La Sezione sedicesima, con riferimento alla domanda proposta nei confronti della Società, ha subito cura di precisare come l’istante abbia radicato la propria azione “allorquando era già vanamente decorso il termine decennale di prescrizione”. Infatti, contrariamente a quanto dedotto dall’attore, l’inadempimento della società venditrice, sussisterebbe già nel momento in cui, con l’immissione dell’acquirente nel possesso materiale e giuridico del bene, “venga omessa la consegna allo stesso del certificato di abitabilità”. È dunque da tale data, afferma il Tribunale che “decorre il termine decennale di prescrizione dell’azione volta a far valere la responsabilità risarcitoria per inadempimento”.
Quanto, poi, alle pretese risarcitorie azionate nei confronti dell’amministratore unico il Tribunale osserva come l’attore “avesse svolto deduzioni oltremodo generiche, tali da non consentire neppure di individuare, senza incertezze, lo specifico titolo di responsabilità invocato”. Quest’ultimo infatti aveva richiamato sia le norme dettate in tema di S.p.A. – evidentemente, in modo del tutto ultroneo – dagli artt. 2394 e 2395 cc (rispettivamente, azione di responsabilità verso i creditori sociali e azione individuale di responsabilità promossa dal socio o dal terzo direttamente danneggiato da atti colposi e/o dolosi dell’amministratore) sia la norma in tema di S.r.l. dettata dal sesto comma dell’art. 2476 cc, in sede di memoria.
Pertanto il Tribunale di Roma passa in rassegna i rimedi citati in favore dei creditori sociali.
Con riferimento all’azione individuale spettante ai soci e ai terzi, ai sensi del sesto comma dell’art. 2476 cc, la Corte, una volta affermata la i) natura di “species delle forme di responsabilità extracontrattuale” e come la stessa ii) sia volta a risarcire il socio o il terzo direttamente danneggiati da atti dolosi o colposi del patrimonio sociale da parte degli amministratori (cfr., specularmente, in tema di S.p.A., l’art. 2395 c.c.), osserva come ciò rilevi “non solo ai fini del riparto dell’onere della prova ma anche in relazione al regime della prescrizione”. Invero, “il diritto del terzo al risarcimento dei danni cagionati direttamente al suo patrimonio dalle condotte dolose o colpose dell’amministratore di società si prescrive nel termine di cinque anni, che decorre dal verificarsi dell’evento lesivo” ossia dal momento “in cui il fatto si è verificato”. Dovendosi intendere per tale – secondo la prevalente giurisprudenza – non già la semplice condotta illecita, ma l’evento lesivo nel suo complesso (comprensivo, dunque, della lesione della sfera giuridica altrui).

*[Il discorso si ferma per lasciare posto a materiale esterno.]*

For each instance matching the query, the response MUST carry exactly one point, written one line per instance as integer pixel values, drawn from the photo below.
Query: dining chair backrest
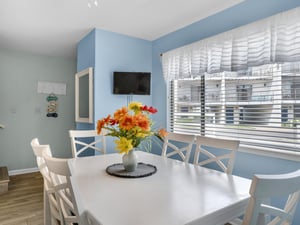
(86, 140)
(215, 150)
(178, 145)
(58, 169)
(90, 219)
(263, 189)
(51, 205)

Peculiare è anche, ricorda il Tribunale, il nesso causale richiesto dall’art. 2476 c. 6 c.c., giacché il danno subito dal socio o dal creditore sociale deve derivare, secondo un rapporto di consequenzialità diretta e immediata, dal contegno degli amministratori, essendo pertanto richiesta “la prova di una condotta dolosa o colposa degli amministratori medesimi, del danno e del nesso causale tra questa e il danno patito dal terzo contraente” (cfr. Cass. Civ., Sez. I, 8 settembre 2015, n. 17794).
Quanto poi al secondo dei rimedi indicati, a mente dell’art. 2394 c.c., gli amministratori rispondono verso i creditori sociali per l’inosservanza degli obblighi inerenti alla conservazione dell’integrità del patrimonio sociale (primo comma). Presupposti necessari per l’esperimento dell’azione citata devono ritenersi, ad avviso del Tribunale, “a) la veste di creditore sociale in capo all’istante; b) l’esistenza di un pregiudizio patrimoniale per il creditore, costituito dall’insufficienza del patrimonio sociale a soddisfarne le ragioni di credito; c) la condotta illegittima degli amministratori; d) un rapporto di causalità tra pregiudizio e condotta, dovendosi, peraltro, commisurare l’entità del danno alla corrispondente riduzione della massa attiva disponibile in favore del medesimo creditore istante”.
Fatte tali considerazioni, di ordine generale, la Corte osserva con riferimento alla fattispecie che la pretesa risarcitoria azionata deve comunque disattendersi “alla luce dell’eccezione di prescrizione tempestivamente sollevata dalla parte convenuta” essendo fuor di dubbio “che, alla data in cui è stato notificato l’atto introduttivo del giudizio … era da tempo vanamente decorso il termine quinquennale di prescrizione dell’azione ex art. 2476, VI co., c.c.”.
Il Tribunale, proseguendo la propria disamina del caso, ricorda come per l’esercizio dell’azione di responsabilità nei confronti dell’amministratore di una società di capitali “non sia sufficiente invocare genericamente il compimento di atti di mala gestio e riservare una più specifica descrizione di tali comportamenti nel corso del giudizio, atteso che per consentire alla controparte di approntare un’adeguata difesa, nel rispetto del principio processuale del contraddittorio, la causa petendi deve, sin dall’inizio, sostanziarsi nell’indicazione dei comportamenti asseritamente contrari ai doveri imposti agli amministratori dalla legge o dallo statuto sociale”.
Quanto innanzi affermato vale, a ben vedere, tanto ove venga esercitata un’azione sociale di responsabilità (art. 2394 cc) quanto laddove venga esperita un’azione dei creditori sociali (art. 2476 comma 6 cc), perché anche “la mancata conservazione del patrimonio sociale può generare una responsabilità in relazione alla violazione di doveri legali o statutari che devono essere identificati nella domanda nei loro estremi fattuali” (in tal senso, Cass. Civ., Sez. I, 27 ottobre 2006, n. 23180).
Ad ogni buon conto, osserva il Tribunale per completezza di argomentazione che, in ogni caso, le doglianze svolte da parte attrice “non potrebbero giammai valere a fondare la responsabilità … ex art. 2476, VI co., c.c. o, anche, ex art. 2043 c.c., non avendo, l’attore, allegato, a fondamento delle pretese azionate, null’altro che l’inadempimento di una obbligazione gravante … in forza del contratto di vendita di immobile concluso con tale società”.
Nel caso di specie l’inadempimento contrattuale, compiutosi nel maggio del 2000 (anno del rogito di compravendita), rappresenterebbe, secondo il Tribunale, il dies a quo dal quale far decorrere il termine quinquennale di prescrizione dell’azione ex art. 2476 c. 6 c.c., giacché “è solo a causa di detto inadempimento contrattuale che si è concretamente prodotto in capo all’asserito creditore il pregiudizio che lo stesso paventa come propedeutico della domanda de qua”.
In conclusione, il Tribunale di Roma ha pertanto rigettato le domande dell’attore ponendo le spese di lite secondo soccombenza.